Cellphone service providers have seen expectations shift over the past few years. Phones used to be subsidized on two-year contracts, but most major American carriers have moved toward monthly payment plans as phone costs rise: The latest flagship phone from Apple, the iPhone X, is nearly $1,000.
Seventy-eight percent of Verizon’s postpaid phone base has now transitioned to unsubsidized plans, the company said Thursday. But later product releases from Apple and Google might move more upgrades into the fourth quarter, executives said on the conference call.
“If you’re paying $1,000 on a handset, you’re going to want it to be on the best network,” chief financial officer Matthew Ellis said.
Consumers have also come to expect more data, with streaming services like YouTube and Apple Music setting new records for viewership and listeners. That’s created new challenges for carriers that have made money from data overage fees in the past.
Verizon launched Verizon Unlimited in mid-February, countering similar plans from T-Mobile and Sprint. The company said Thursday the unlimited plans have increased network usage of LTE, which now takes up over 50 percent of its available low- and mid-band spectrum.

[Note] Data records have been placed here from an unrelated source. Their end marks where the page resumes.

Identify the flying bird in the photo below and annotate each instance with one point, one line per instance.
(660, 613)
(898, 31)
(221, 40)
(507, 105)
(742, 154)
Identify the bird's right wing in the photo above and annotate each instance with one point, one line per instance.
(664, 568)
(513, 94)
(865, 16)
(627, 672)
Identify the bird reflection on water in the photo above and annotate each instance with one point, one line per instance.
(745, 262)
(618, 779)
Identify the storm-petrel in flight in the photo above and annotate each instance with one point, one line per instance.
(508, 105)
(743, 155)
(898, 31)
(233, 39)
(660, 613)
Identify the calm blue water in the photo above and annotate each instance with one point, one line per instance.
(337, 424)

There have also been ongoing reports of a potential tie-up between T-Mobile and Sprint, a proposition that would create a massive competitor for Verizon, although a deal between T-Mobile and Sprint has yet to materialize. The rumors come amid a wave of consolidation in both the telecom and media spaces.
Ellis said he’s confident that Verizon has the right set of assets, regardless of what others do.